Die Jugendlichen können beispielsweise durch Zuweisung der Jugendgerichtshilfe, auf Empfehlung von Mitarbeitern der genannten Institutionen, durch besorgte Eltern und durch Eigeninitiative der jungen Männer zu uns gelangen.

Darüber hinaus möchten wir unsere Ideen, Erfahrungen und Vorstellungen zu dieser Thematik mit Menschen austauschen, denen das Thema am Herzen liegt oder die sich inhaltlich in diesem Bereich an Universitäten, in Organisationen oder anderen Institutionen damit beschäftigen oder forschen. Bitte wenden Sie sich gerne an uns.


Über Manne e.V. Potsdam

Manne e.V. Potsdam entwickelt und erprobt seit 1997 verschiedenste Projekte und Arbeitsansätze der geschlechtsbewussten Arbeit mit Jungen, männlichen Jugendlichen und Männern.

Wir engagieren uns an Schulen, im Strafvollzug, im außerschulischen Bereich, in der offenen Jugend- und in der Sozialarbeit. Unsere Arbeit ist gewaltpräventiv, wertschätzend, handlungs- und ressourcenorientiert.
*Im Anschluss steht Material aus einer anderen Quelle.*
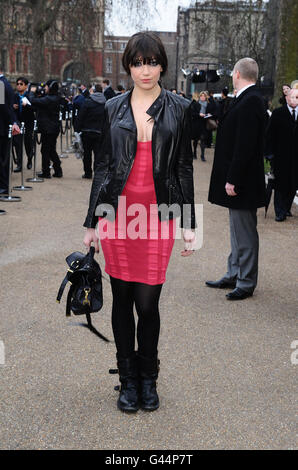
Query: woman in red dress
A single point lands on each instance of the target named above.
(146, 168)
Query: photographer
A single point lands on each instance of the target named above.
(24, 114)
(48, 107)
(90, 122)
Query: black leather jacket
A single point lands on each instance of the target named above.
(171, 153)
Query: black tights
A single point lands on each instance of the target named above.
(145, 298)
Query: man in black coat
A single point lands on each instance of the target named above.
(90, 121)
(238, 181)
(24, 114)
(7, 117)
(48, 124)
(282, 143)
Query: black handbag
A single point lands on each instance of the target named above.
(85, 293)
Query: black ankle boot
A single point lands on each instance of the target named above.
(148, 372)
(129, 391)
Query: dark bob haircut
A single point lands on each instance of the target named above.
(146, 45)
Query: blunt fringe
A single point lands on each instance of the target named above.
(145, 44)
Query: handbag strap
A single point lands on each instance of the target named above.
(93, 329)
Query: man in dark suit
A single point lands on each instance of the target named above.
(107, 89)
(7, 117)
(282, 143)
(238, 181)
(90, 122)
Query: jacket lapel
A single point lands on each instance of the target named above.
(236, 101)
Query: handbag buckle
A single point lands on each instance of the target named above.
(86, 301)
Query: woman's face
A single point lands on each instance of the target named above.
(286, 90)
(145, 76)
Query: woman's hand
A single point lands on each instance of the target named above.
(91, 237)
(189, 238)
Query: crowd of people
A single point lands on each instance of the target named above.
(144, 143)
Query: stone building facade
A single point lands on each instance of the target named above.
(112, 59)
(214, 35)
(62, 60)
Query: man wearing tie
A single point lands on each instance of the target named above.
(282, 144)
(238, 181)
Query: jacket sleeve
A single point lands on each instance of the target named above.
(101, 171)
(247, 137)
(42, 102)
(78, 123)
(271, 134)
(184, 173)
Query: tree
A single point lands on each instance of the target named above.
(36, 22)
(287, 46)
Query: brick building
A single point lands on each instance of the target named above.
(214, 35)
(112, 56)
(62, 60)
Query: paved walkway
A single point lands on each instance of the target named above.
(226, 378)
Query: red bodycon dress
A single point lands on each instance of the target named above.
(137, 246)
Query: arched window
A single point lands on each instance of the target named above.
(19, 65)
(3, 60)
(109, 65)
(16, 20)
(29, 25)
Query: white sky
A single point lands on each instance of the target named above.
(164, 19)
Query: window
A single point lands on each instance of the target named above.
(19, 64)
(16, 21)
(3, 60)
(29, 25)
(109, 65)
(29, 62)
(121, 68)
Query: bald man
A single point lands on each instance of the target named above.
(237, 179)
(282, 143)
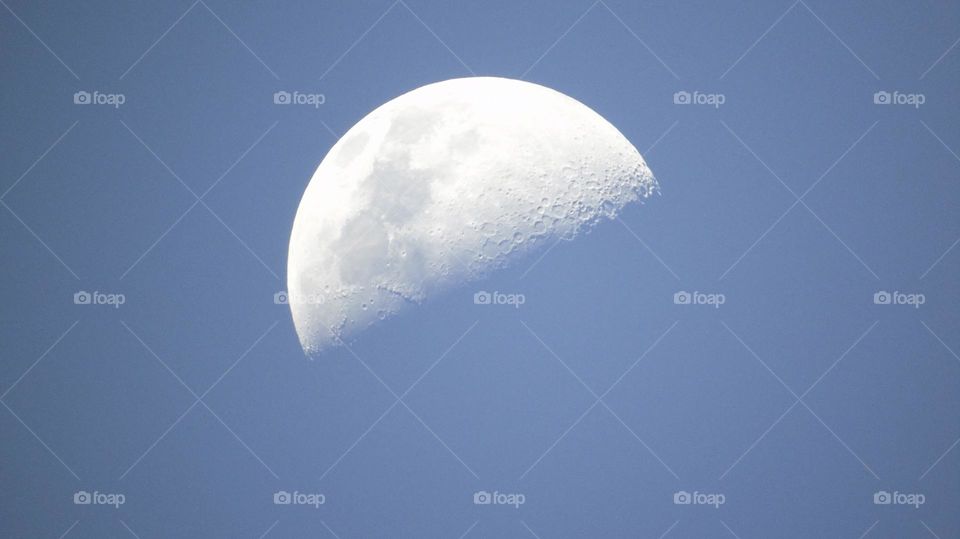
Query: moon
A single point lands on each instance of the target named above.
(440, 187)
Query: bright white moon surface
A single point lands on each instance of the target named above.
(443, 185)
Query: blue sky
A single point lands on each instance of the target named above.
(797, 200)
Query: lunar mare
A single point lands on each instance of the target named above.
(443, 185)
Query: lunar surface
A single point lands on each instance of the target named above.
(443, 185)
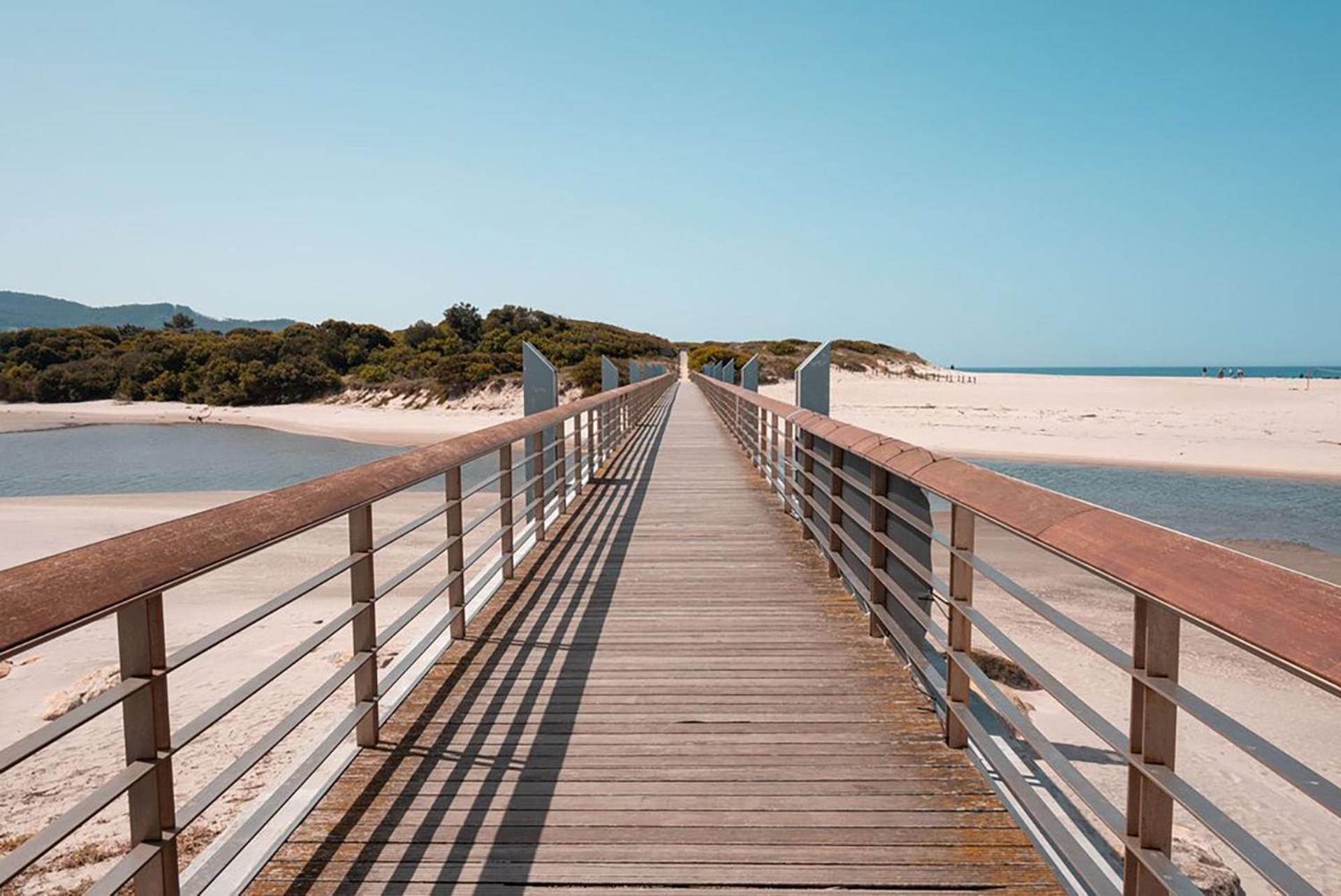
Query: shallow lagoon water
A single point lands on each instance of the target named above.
(110, 459)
Wir bieten praxisorientierte Qualifizierungen, Fortbildungen und Fachberatungen für Mitarbeiter und Einrichtungen aus sozialen und pädagogischen Bereichen an (mehr Infos unter mannepotsdam.de).

Wir stellen uns mit unseren individuellen Lebensentwürfen und unserer individuellen Männlichkeit zur Verfügung und folgen unserem Verantwortungsbewusstsein gegenüber der nachfolgenden Generation.Wir geben Jungen und jungen Männern Orientierung, positive Führung und Halt. Wir begleiten sie ein Stück auf ihrem Weg zu Selbstverantwortung.